With these temperature readings collected, CPU Core is defined as an average of all CPU core temperatures reported once per second for the entirety of the testing run from HWInfo64 data. This value is then taken as an offset difference from the reported ambient room temperature collected from the CFA-633-TMI-KU (also once per second and averaged).  CPU PWM is defined by the voltage regulator heatsink direct temperature probe as an offset different from the same reported ambient room temperature reading for the same CPU Core test (100%, 50%). This helps define a working model of how well the evaluated cooler performs, as a process of also cooling nearby hardware also under loads, like our overclocked motherboard voltage regulator heatsink.

  • Phaaze88
    This S SKU and the K one are the only ones that don't have the blasted Pump-In-Radiator setup, and thus are the only ones worth anything, because 'everyone' has to mount their AIO radiators at the top of the chassis for whatever reason.
    But the S and K are stupid expensive, because I guess, "Screw you, give me money."
    To see the NH-D15S still hang in there... AIOs have gone stale.
    Reply
  • Blacksad999
    Phaaze88 said:
    This S SKU and the K one are the only ones that don't have the blasted Pump-In-Radiator setup, and thus are the only ones worth anything, because 'everyone' has to mount their AIO radiators at the top of the chassis for whatever reason.
    But the S and K are stupid expensive, because I guess, "Screw you, give me money."
    To see the NH-D15S still hang in there... AIOs have gone stale.

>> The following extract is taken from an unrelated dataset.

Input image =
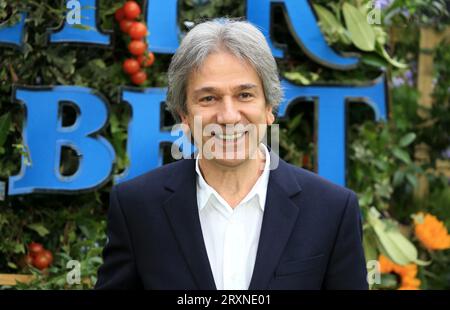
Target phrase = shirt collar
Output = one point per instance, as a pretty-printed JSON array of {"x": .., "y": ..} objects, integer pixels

    I was curious about that, actually. I knew that some of their units had the pump in the radiator, which would allow for bottom mounting without issue. It's unfortunate these apparently don't, from what you're saying. :(
    Reply
  • Phaaze88
    Blacksad999 said:
    I knew that some of their units had the pump in the radiator, which would allow for bottom mounting without issue.
    Not true, actually.
    For Pump-In-Radiator...
    Top mounted rad: hands down the worst of the 5. You can kiss that pump goodbye within a year.
    Front mounted rad, but inlet+outlet are at the top: ok, but will become noisier later on after a few years(+/-), forcing the user to either move it, or replace it, even though the unit still works.
    Front mounted rad, but inlet+outlet are at the bottom: one of the 2 best ways to position these units in part, because the pump is offset and not in the center of the rad. The problem then, is radiator size and chassis compatibility.
    Sideways mounted rad(think NR200P): right there with front mount, but bottom mounted in+out - it's great.
    Bottom mounted rad: the pump is saved, but now the performance goes down the drain, as air begins having a party in the cpu block disrupting the transfer of heat from the cold plate to the medium(fluid)! The party only gets bigger over time.

    For the more traditional Pump-In-Block...
    Top mounted rad: awesome, but you may need to over-provision on size depending on the gpu.
    Front mounted rad, but in+out are at the top: ok, but the noise later on.
    Front mounted rad, but in+out are at the bottom: also great, but radiator size and chassis compatibility.
    Sideways mounted rad: great as well.
    Bottom mounted rad: bad. Air party in the pump.
    Reply
  • Co BIY
    Someone should mount a big downward fan across the hole top of their AIO pump to bathe the power supply circuits in cool air. Would be a great place for a "sweet" RGB ring all the kids love. Should solve that socket area heat bloom.

    Call it the "HybridHydroAir" and watch the money roll in. If you can find workers to build it and people to unload the crates at the port at least.